Angiografie of Venografie
Dit zijn katheterisatietechnieken waarbij een kleurstof wordt geïnjecteerd in een bloedvat waar een stolsel wordt vermoed en er worden beelden van het bloedvat gemaakt.
Pulmonale angiografie kan worden gebruikt om een longembolie te diagnosticeren, terwijl venografie wordt gebruikt om DVT te diagnosticeren. Cardiale angiografie onderzoekt de kransslagaders en halsslagader-angiografie kan schade of een stolsel in de halsslagader detecteren – een bloedvat in de nek.
Echocardiografie
Echocardiogrammen worden vaak gebruikt om het risico op een embolische beroerte te beoordelen.

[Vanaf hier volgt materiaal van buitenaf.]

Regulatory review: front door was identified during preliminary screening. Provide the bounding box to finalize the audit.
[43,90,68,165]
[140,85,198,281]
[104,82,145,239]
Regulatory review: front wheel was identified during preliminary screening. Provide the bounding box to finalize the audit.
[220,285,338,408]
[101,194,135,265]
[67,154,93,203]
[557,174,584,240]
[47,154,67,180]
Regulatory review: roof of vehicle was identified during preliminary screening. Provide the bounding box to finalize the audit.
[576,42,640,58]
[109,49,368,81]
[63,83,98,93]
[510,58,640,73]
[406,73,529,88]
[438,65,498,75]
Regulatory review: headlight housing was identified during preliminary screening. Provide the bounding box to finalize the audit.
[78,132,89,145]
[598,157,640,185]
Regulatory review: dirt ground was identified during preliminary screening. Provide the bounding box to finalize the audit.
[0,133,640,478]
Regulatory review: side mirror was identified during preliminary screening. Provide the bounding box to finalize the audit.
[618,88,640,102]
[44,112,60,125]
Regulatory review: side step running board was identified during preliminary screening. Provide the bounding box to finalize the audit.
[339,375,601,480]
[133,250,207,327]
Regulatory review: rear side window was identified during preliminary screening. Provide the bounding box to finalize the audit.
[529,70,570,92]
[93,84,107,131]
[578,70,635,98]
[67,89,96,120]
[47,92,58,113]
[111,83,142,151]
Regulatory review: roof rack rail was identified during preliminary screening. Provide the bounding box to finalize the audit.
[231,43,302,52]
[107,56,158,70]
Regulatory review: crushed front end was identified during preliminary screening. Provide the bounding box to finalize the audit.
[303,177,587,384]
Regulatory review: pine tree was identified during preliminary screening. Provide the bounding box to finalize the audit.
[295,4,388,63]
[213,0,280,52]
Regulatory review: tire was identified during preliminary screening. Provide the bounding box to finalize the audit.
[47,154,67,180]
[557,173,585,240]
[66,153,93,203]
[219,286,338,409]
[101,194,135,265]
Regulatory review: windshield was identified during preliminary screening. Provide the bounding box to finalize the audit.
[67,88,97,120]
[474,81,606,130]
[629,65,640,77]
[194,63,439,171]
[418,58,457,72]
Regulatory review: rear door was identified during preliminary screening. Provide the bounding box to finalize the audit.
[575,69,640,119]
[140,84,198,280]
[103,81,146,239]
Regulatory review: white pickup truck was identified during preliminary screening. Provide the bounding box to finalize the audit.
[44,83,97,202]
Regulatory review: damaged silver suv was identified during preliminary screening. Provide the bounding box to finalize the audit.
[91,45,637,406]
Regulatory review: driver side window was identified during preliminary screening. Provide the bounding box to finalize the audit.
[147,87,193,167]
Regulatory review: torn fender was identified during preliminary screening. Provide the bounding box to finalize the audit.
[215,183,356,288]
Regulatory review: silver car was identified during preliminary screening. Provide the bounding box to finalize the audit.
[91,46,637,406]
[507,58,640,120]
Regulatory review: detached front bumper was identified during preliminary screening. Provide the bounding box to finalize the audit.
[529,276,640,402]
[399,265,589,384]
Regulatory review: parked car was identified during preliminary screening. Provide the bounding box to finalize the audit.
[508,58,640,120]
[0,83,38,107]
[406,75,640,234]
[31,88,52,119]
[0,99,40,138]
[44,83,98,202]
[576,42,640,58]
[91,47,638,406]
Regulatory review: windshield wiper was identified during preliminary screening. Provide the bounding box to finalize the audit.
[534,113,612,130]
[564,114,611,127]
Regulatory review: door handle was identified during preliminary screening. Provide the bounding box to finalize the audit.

Het echocardiogram kan een trombus detecteren die zich in het hart heeft gevormd (meestal in het linker atrium bij een persoon met atriale fibrillatie, of in de linker hartkamer bij een persoon met ernstige verwijde cardiomyopathie). Het echocardiogram kan ook hartproblemen detecteren waardoor een embolus door het hart kan gaan, zoals een patent foramen ovale.